O festival será lançado oficialmente no dia 29 de setembro, com abertura de inscrições. A competição reúne curtas de cinco a dez minutos, longas acima de 25 minutos, categorias de animação, ação, drama, fantasia, documentário, publicidade e mídia social esses filmados na vertical, para celular. E será premiado também o melhor filme do festival, independente da categoria.
O Waiff Brasil terá cinco jurados. Além de Jungle, fazem parte Paulo Aguiar, criador do CR_IA, plataforma de educação e consultoria em IA generativa; o cineasta Heitor Dhalia, diretor de obras como o longa “O Cheiro do Ralo” e a série “DNA do Crime”; Fabiano Gullane, produtor e sócio da distribuidora Gullane Filmes, com forte presença em festivais como Cannes e Veneza; e Lyara Oliveira, presidente da Spcine, empresa da Prefeitura de São Paulo com foco no desenvolvimento do audiovisual.

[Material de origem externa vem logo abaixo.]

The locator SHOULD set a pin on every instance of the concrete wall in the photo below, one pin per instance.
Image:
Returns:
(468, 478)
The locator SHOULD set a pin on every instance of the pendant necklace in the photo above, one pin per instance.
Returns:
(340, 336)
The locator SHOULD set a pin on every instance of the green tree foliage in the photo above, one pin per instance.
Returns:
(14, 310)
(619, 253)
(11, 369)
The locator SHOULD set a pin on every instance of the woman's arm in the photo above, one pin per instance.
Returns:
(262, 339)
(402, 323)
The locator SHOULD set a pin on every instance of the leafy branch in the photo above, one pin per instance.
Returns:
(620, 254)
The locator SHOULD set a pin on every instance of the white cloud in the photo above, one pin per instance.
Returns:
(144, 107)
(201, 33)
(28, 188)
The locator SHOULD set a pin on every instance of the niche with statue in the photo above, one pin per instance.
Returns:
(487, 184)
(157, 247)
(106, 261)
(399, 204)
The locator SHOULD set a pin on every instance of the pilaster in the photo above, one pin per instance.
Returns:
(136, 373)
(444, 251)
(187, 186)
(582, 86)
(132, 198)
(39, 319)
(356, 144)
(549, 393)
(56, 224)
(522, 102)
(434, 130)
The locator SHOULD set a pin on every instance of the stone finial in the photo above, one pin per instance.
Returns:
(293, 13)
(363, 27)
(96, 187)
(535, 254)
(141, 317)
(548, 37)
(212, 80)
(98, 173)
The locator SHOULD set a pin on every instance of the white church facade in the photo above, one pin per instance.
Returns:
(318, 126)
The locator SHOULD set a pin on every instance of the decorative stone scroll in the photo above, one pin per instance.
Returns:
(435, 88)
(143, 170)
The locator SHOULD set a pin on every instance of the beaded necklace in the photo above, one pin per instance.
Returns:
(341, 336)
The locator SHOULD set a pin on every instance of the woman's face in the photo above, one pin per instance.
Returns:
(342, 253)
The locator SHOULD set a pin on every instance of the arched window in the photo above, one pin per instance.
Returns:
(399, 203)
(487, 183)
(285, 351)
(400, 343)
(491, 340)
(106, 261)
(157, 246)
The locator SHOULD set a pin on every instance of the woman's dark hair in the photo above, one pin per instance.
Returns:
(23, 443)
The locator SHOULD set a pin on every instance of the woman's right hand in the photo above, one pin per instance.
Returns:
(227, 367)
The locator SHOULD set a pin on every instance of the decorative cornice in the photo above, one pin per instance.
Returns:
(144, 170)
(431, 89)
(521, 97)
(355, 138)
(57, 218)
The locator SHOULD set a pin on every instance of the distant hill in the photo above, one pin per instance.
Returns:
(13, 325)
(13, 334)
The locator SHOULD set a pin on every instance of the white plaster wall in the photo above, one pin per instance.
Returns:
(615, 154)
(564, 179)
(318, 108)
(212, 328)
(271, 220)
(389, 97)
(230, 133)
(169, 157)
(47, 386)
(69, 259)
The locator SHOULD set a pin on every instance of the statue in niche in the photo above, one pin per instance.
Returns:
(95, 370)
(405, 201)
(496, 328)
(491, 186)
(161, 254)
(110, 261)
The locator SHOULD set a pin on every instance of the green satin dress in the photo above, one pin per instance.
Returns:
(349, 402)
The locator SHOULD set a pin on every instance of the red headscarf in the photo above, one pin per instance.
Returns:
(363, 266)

Depois do sucesso da estreia do evento neste ano, os franceses vão montar no próximo ano a segunda edição, mas antes, nos meses que a antecedem, serão realizadas as versões licenciadas em outros países. Além do Brasil, Japão, China e Coreia do Sul estão preparando seus eventos. No contrato inicial com produtores do Waiff, cada festival só deve exibir filmes produzidos em seu país.
Cebola Guedes aguarda ansioso a resposta a ser dada pelas inscrições. “Quando o festival foi lançado na França, eles esperavam 4.000 inscrições. E tiveram 16 mil. Sendo muito honesto, eu não tenho ideia de quantas inscrições a gente vai ter.”
“Eu acho que um dos objetivos do festival é mostrar os filmes que as pessoas estão fazendo com IA”, afirma Jungle. “Mas tem também painéis e debates a respeito de todo esse cenário. Vamos falar sobre ética, sobre mercado de trabalho e, sim, vamos falar sobre o medo.”